Caging Skies
Like many Viennese boys of the late 1930s, Johannes Betzler joins the Hitler Youth, in which he takes great pride, and swallows the Nazi message whole, to his parents’ dismay. When the war comes, he figures out that they’re hiding a young Jewish woman, Elsa, behind a false wall. Outraged, he barely contains himself, until a bomb disfigures him during an enemy air raid, after which he becomes interested in Elsa and, gradually, consumed by her.
From this premise comes a bold novel of great fierceness, insight, and emotional savagery. I admire Leunens’s refusal to soft-soap anything, even as, while reading, I had to put the book down and pace around the room. But if you stick with Caging Skies, you’ll get an entire era distilled into two people, a Tolstoyan marvel. The truism about scratching a bully and finding an ineffectual, strutting egotist scared of his inadequacy emerges in black and white. But Leunens goes further, showing why and how, and the lies and self-deception required. It’s absolutely remarkable how she exposes Johannes as a pitiful, self-satisfying beast, casting the world in his own image and himself as victim. This is pure narcissism, but it’s more than that; the portrayal tacitly evokes current politics and personalities in frightening colors.

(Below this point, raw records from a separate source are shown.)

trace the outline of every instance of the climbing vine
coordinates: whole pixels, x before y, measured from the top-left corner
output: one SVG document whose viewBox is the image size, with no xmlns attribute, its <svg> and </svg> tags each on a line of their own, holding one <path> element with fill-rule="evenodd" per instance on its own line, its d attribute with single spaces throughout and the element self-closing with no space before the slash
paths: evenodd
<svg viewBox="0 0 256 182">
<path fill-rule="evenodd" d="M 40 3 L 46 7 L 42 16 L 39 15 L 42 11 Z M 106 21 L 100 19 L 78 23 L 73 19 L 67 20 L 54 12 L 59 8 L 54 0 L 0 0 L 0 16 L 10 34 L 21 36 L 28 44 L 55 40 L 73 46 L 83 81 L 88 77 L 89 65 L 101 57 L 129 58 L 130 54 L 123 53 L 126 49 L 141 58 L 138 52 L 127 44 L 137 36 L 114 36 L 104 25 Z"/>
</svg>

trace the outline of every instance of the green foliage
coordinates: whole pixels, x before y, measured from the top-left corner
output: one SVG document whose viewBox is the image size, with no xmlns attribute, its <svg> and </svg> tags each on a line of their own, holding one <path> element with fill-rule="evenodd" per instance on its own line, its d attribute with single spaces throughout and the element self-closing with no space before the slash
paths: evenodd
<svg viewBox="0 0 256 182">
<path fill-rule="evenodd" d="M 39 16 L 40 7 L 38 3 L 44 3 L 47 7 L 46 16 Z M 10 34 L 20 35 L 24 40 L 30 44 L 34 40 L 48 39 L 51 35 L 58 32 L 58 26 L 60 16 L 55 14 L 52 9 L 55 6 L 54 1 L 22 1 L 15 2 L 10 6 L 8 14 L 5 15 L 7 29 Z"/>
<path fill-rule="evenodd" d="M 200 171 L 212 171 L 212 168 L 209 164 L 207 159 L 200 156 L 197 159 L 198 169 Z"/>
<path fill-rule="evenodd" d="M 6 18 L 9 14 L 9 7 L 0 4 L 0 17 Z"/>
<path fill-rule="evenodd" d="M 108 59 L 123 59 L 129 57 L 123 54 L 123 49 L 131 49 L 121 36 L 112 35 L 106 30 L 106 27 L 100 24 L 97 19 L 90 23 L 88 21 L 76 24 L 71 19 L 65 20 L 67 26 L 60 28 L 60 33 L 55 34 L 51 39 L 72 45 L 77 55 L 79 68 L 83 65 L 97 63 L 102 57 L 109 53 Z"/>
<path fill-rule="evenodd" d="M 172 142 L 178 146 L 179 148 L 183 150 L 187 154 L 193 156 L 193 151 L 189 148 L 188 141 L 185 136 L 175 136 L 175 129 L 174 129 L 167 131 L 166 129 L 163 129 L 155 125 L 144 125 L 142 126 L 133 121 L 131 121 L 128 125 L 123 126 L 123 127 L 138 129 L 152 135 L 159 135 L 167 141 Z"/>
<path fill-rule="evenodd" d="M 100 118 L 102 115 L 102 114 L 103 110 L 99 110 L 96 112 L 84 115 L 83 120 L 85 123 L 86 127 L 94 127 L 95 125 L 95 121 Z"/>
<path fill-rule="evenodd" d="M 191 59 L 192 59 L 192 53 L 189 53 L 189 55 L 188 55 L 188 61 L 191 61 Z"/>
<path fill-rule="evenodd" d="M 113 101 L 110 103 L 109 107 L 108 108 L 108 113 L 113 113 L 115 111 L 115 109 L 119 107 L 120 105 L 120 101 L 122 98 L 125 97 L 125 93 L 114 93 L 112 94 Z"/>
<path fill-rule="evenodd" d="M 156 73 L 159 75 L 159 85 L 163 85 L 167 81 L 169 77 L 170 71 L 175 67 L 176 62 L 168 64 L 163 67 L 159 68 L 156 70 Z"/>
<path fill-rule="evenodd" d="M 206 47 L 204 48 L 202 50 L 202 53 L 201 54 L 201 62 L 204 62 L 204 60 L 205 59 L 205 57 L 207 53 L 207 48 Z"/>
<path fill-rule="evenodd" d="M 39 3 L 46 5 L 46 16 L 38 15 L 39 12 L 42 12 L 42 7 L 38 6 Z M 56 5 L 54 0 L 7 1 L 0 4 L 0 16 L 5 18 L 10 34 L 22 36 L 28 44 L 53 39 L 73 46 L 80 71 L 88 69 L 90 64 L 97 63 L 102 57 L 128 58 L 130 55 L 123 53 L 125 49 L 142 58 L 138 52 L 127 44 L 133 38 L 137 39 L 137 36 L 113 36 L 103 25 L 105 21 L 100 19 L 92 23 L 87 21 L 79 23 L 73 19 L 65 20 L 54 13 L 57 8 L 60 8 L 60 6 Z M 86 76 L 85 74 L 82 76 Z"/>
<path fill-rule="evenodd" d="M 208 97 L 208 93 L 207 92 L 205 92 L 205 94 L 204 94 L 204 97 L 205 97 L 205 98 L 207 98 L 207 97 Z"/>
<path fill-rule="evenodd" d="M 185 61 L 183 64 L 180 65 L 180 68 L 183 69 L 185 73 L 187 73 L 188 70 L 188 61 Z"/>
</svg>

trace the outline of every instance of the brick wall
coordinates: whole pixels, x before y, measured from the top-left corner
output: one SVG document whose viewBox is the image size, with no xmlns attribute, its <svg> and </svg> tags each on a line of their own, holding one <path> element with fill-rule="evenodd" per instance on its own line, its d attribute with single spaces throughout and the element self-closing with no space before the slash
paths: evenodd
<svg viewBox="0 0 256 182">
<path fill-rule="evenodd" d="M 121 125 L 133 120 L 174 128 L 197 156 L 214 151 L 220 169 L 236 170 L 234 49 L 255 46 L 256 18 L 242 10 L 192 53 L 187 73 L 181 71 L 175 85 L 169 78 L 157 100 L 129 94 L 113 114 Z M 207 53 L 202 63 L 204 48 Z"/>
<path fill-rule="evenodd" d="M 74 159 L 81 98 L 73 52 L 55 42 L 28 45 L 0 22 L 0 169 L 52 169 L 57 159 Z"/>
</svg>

I do question aspects of the relationship between Johannes and Elsa. Are we meant to think that the Jews’ murderers actually loved them, in a perverse way? Is Elsa meant to represent all Jews, or does she become Johannes’s creature, spawn of his twisted mind? I have trouble accepting the nature of the connection between these two. Nevertheless, as historical fiction, Caging Skies re-creates an era from the inside, and lovers of the literary will find plenty to admire.